À quoi bon essayer de redonner vie à ce qui avait été exhumé, puis, après les discours, les célébrations, les indignations, les livres et les couronnes, enterré de nouveau – et ne restaient plus que quelques mots en guise de souvenirs : stalinisme, nazisme, goulag, système concentrationnaire, totalitaire…
Mais continuaient de pérorer sur les tribunes des orateurs dont je sentais bien qu’ils auraient été capables de recommencer la même aventure, parce que, disaient-ils, ça n’était pas les principes qui étaient en cause, mais leur mauvaise application !
Je pensais à mon père. Tout ce que je lisais dans les archives et les carnets de Julia Garelli-Knepper m’incitait à analyser son comportement, les causes de son aveuglement, l’assurance qu’il avait montrée en condamnant les « renégats » – dont la renégate Julia Garelli-Knepper – comme si ceux-ci n’avaient pas été les victimes d’une foi à laquelle ils avaient cru pour la plupart. Et leur souffrance était l’honneur des hommes…
Je maudissais et méprisais mon père.
Puis ces sentiments violents envers un mort me culpabilisaient. Je m’en prenais alors à Julia Garelli-Knepper qui avait si dédaigneusement écarté ma fable mythologique, Les Prêtres de Moloch, alors que j’avais, dans ce livre, montré la permanence, l’éternité du Mal au-delà des croyances et des circonstances, des fanatismes qui lui donnaient à chaque époque son visage.
Communisme, nazisme, agents des « Organes », guébistes ou membres des SS, ce n’étaient là que les accents particuliers de la langue universelle qu’était le Mal.
Je me reprochais et regrettais d’avoir renoncé à publier Les Prêtres de Moloch, d’autant plus que je soupçonnais Julia Garelli-Knepper de les avoir condamnés et de m’avoir ridiculisé et humilié pour mieux me convaincre de me mettre à son service, de consacrer toute mon énergie à son histoire, à celle de cette première moitié du XXe siècle dont je pensais qu’on l’avait déjà explorée jusque dans tous ses recoins, alors que seule une œuvre évoquant la question du Mal, de l’humanité de l’homme, en somme, méritait qu’on y consacrât sa vie.

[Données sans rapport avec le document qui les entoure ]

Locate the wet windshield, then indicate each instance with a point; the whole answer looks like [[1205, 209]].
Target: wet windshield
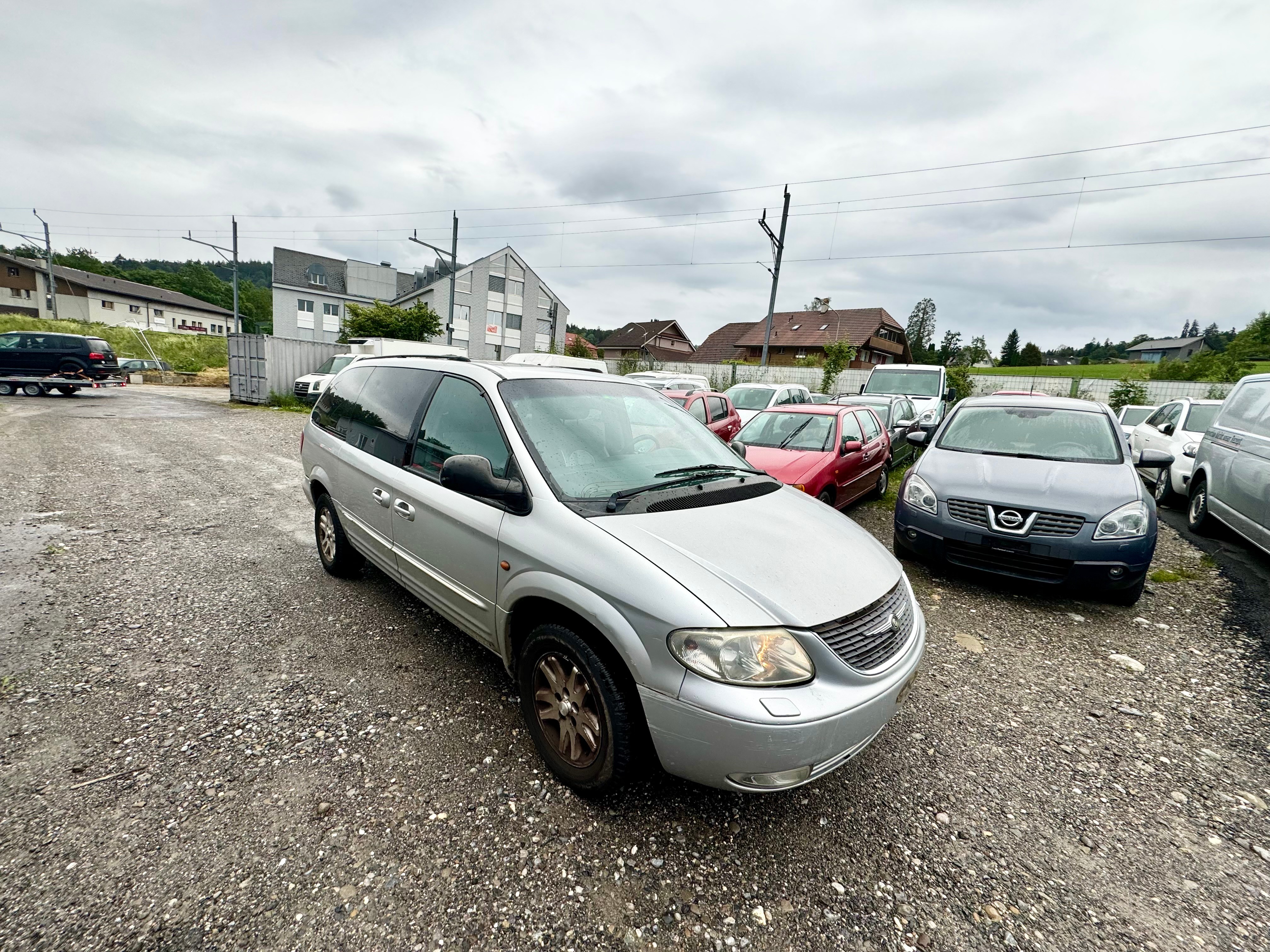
[[780, 431], [592, 440], [750, 398], [1202, 417], [336, 365], [1076, 436], [907, 382]]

Tandis que j’étais là, dans ce sanctuaire, à dénombrer jusqu’à la nausée les trahisons et les cadavres, les lâchetés des uns, l’héroïsme des autres, qui parfois s’inversaient, au hasard des circonstances.
Je quittais donc la tour, le mas, marchais jusqu’au village, et, certains jours, j’entrais dans l’étude de maître Chamard, le notaire de Cabris, lequel avait rédigé et enregistré le contrat qui me liait à Julia Garelli-Knepper.
Il m’écoutait, bienveillant et ironique. Il me conseillait de m’accorder quelques jours, voire quelques mois de distractions. Le contrat avait prévu ces interruptions. Je continuerais à percevoir mes honoraires, mes indemnités.
Maître Chamard gérait la fortune de Julia Garelli-Knepper et m’avait chaque fois laissé entendre qu’elle était considérable. Elle possédait en indivision avec des cousins de vastes domaines agricoles en Terra Ferma ainsi que de nombreuses demeures à Venise. Mais le petit palais de marbre gris où elle était née, Riva degli Schiavoni, et les œuvres d’art, tableaux, tapisseries et sculptures qui le peuplaient, lui appartenaient en biens propres.
— Organisez donc votre temps et votre travail comme vous l’entendez, me répétait maître Chamard. Vous êtes un rentier de l’Histoire, monsieur Berger, profitez-en ! Rien, dans le contrat, ne vous interdit de compléter vos recherches loin de Cabris, ou de publier un texte personnel, ou tout simplement de vous distraire…
J’ai souvent suivi ces conseils, passant quelques semaines ou même plusieurs mois à Paris, me contentant alors de téléphoner à madame Cerato ou à maître Chamard, puis revenant précipitamment, soucieux de me ménager cette « retraite aristocratique », constatait maître Chamard.